As for the last objection - the typical voter's preference will be reflecting the political battles described above.
> People change their preference based on other people all the time. As long as it is clearly their preference, we have to assume that it's in their interest.
The problem is, it's not people changing their mind because they've heard someone reasonable saying something that makes sense. Politicians lie. Lie blatantly and lie on purpose. They hire the entire advertising machine, built out of professional liers and bullshiters, to convince people that their side of the debate is right by whatever means necessary. The average voter has to oppose people who are trained specialists in lying. I don't see how you could argue it's actually their preference.

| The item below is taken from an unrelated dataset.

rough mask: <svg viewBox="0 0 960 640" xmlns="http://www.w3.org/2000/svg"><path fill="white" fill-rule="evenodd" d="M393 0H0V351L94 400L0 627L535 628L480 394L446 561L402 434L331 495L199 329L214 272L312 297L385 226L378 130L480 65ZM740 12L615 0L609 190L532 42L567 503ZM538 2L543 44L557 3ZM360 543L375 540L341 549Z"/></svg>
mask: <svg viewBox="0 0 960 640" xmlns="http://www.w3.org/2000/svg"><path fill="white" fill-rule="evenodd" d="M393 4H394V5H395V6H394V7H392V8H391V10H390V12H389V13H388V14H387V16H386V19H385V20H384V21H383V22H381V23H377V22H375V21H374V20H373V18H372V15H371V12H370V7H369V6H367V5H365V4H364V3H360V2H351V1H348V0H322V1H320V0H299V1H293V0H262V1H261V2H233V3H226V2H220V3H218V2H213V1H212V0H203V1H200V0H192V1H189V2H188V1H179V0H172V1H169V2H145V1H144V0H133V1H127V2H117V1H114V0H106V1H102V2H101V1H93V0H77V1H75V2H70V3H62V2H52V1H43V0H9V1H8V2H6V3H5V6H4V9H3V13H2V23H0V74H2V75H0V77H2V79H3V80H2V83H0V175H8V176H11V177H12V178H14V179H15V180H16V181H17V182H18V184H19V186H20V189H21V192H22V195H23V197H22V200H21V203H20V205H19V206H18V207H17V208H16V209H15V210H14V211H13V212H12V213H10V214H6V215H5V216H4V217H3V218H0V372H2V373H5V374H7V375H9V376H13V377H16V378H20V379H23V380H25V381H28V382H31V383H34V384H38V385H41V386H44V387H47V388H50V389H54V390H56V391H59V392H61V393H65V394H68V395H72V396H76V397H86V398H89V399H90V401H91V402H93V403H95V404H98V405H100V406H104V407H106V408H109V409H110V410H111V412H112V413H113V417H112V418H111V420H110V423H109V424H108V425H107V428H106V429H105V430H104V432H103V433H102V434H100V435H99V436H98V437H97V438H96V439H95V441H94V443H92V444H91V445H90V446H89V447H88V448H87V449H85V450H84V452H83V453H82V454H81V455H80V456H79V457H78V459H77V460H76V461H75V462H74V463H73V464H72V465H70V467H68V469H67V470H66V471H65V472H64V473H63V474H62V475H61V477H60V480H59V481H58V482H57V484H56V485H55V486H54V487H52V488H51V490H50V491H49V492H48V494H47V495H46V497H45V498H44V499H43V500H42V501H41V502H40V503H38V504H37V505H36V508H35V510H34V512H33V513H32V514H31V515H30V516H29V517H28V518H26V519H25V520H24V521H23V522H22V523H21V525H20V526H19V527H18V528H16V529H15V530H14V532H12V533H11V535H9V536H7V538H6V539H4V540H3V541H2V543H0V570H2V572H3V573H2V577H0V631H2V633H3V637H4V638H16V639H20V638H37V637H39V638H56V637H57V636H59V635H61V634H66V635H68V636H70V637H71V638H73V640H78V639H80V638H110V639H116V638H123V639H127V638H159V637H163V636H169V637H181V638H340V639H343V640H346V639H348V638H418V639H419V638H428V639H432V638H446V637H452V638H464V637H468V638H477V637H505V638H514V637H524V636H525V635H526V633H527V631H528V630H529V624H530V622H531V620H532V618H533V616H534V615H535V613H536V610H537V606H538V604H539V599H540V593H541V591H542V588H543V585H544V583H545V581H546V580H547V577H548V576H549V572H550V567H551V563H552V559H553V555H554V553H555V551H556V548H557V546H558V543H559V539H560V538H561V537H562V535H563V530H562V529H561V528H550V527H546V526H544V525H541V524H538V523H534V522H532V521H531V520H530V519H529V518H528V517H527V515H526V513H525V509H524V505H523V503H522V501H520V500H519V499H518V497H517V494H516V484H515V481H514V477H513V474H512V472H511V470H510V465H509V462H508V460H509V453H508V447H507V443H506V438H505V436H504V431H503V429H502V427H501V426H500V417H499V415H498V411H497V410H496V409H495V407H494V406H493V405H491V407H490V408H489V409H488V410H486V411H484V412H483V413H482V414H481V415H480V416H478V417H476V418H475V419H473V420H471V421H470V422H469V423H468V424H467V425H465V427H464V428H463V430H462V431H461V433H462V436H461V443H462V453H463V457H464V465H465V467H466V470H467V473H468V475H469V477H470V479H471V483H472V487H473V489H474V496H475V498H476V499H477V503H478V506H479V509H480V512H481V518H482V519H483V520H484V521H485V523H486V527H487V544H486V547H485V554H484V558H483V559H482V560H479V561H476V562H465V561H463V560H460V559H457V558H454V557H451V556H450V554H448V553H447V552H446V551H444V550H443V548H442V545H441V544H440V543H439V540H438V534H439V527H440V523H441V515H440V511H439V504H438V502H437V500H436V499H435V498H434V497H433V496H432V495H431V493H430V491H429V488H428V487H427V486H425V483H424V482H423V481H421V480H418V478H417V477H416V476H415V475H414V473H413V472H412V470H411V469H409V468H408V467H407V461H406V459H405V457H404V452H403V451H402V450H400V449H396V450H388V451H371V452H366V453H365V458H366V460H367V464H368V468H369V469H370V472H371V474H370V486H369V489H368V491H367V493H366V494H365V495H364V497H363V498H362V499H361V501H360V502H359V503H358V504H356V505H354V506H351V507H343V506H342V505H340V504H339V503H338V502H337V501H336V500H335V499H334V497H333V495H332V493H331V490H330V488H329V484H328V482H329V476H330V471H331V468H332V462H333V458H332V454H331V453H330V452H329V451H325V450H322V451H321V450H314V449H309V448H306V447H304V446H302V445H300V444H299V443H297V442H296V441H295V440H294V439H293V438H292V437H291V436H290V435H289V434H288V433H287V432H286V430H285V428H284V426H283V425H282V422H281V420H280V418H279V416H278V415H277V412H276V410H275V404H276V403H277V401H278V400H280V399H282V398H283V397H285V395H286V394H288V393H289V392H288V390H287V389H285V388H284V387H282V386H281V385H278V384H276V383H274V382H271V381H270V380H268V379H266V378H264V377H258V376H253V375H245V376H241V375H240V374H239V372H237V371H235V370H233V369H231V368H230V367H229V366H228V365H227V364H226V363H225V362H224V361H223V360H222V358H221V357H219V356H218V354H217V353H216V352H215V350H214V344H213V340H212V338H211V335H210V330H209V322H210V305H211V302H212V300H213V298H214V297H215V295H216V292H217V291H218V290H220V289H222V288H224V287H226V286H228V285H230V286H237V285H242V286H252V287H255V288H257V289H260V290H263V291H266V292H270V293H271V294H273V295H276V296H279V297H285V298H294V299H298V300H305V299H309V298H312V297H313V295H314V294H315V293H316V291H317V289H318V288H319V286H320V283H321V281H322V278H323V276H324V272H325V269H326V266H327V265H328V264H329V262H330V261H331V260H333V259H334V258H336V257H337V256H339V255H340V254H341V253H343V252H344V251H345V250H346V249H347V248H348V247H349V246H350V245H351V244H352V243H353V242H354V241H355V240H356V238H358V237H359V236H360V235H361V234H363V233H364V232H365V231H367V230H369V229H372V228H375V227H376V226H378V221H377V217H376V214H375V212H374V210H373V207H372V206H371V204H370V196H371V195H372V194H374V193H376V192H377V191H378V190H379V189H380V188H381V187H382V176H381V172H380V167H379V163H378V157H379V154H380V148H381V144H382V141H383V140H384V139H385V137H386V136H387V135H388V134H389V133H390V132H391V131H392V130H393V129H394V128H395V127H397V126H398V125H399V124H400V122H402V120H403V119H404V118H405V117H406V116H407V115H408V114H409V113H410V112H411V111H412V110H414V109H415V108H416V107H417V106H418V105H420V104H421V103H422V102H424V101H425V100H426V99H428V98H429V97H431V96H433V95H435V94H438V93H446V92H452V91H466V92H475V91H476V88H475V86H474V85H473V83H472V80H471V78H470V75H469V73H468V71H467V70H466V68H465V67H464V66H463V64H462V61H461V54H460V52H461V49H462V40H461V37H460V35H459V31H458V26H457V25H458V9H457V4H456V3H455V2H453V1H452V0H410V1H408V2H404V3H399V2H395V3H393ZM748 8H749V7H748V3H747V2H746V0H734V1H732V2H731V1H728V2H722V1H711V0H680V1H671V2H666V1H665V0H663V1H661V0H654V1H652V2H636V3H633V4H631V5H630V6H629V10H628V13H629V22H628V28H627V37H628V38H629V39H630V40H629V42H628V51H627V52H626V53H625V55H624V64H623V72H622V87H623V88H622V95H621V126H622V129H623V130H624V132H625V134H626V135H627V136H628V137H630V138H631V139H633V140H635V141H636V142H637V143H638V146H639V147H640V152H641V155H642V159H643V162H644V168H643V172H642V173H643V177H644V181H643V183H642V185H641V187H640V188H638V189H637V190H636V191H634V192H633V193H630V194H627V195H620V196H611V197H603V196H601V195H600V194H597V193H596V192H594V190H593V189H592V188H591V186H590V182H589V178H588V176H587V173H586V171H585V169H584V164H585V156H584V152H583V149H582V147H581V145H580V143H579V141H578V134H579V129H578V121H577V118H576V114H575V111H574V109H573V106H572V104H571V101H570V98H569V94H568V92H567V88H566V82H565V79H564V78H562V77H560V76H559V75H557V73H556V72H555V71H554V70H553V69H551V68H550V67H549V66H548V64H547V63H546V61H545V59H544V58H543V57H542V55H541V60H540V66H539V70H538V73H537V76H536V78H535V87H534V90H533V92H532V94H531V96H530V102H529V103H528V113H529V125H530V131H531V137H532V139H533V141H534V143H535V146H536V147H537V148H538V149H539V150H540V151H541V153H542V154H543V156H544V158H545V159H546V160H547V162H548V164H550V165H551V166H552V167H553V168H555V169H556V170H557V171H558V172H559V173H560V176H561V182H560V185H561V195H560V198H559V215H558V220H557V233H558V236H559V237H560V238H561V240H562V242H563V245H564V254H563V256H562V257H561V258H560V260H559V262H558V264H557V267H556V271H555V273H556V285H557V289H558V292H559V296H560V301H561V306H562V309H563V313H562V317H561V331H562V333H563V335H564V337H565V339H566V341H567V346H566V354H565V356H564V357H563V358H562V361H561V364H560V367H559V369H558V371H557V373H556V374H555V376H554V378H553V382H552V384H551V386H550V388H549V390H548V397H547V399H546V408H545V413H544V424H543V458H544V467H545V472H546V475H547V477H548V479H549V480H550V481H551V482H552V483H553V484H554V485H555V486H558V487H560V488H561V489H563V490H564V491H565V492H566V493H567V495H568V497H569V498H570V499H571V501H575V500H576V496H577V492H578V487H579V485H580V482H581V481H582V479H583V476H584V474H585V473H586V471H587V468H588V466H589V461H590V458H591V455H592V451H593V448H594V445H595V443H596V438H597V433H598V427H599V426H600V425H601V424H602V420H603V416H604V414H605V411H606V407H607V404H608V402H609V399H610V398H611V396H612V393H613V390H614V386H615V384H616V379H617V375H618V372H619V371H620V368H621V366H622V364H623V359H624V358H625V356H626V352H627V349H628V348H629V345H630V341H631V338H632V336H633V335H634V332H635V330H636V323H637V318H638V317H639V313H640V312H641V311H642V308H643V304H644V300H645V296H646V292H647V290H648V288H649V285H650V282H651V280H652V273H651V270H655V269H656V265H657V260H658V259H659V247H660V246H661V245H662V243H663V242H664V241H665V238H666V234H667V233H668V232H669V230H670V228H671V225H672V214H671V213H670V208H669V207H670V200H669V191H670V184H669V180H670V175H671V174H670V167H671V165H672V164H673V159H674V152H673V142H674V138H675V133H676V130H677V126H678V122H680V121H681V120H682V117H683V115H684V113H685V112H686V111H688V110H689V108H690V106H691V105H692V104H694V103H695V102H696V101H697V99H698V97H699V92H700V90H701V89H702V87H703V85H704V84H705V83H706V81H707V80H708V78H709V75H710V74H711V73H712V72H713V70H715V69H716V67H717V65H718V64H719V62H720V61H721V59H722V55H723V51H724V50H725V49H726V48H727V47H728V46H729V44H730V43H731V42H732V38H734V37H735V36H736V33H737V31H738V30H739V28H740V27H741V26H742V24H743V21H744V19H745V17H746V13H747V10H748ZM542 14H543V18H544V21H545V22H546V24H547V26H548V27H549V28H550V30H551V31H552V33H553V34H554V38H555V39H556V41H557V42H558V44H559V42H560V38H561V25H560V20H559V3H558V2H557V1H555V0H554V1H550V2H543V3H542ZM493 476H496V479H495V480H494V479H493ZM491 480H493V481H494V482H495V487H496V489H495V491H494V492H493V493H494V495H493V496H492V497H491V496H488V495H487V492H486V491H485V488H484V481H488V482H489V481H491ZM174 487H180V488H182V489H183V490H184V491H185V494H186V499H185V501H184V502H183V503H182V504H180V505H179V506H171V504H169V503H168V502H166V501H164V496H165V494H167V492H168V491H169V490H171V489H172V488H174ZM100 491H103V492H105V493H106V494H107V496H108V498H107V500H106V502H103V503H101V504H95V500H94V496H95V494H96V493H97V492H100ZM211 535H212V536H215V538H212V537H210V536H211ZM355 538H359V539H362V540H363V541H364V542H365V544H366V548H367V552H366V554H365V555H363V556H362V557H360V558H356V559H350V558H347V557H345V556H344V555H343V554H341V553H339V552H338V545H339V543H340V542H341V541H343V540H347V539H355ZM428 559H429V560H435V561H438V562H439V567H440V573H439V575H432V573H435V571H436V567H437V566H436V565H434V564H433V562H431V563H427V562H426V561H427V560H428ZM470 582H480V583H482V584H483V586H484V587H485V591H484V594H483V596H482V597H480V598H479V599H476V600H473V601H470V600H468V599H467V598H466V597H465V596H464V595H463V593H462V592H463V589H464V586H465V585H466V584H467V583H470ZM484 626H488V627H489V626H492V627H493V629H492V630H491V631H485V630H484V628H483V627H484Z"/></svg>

But back to the primary reason. I could accept that start of affairs as fair, as long as we're dealing with things that don't matter much. But at this moment in time, we have several important problems - like supergerms, climate change and depletion of fossil fuels - that are going to destroy humanity in few decades, or at least pull us back into the medieval age. This shit matters. We need to make some hard choices and do some decisive actions soon if we want to have any kind of civilization surviving to the end of this century. And the democratic process is by design incapable of making those hard choices.
TL;DR: I don't want to "give power to the smarter" or a king or anything. I just want someone to actually do something about global warming and power issues before this stupid textbook-level coordination problem kills us all.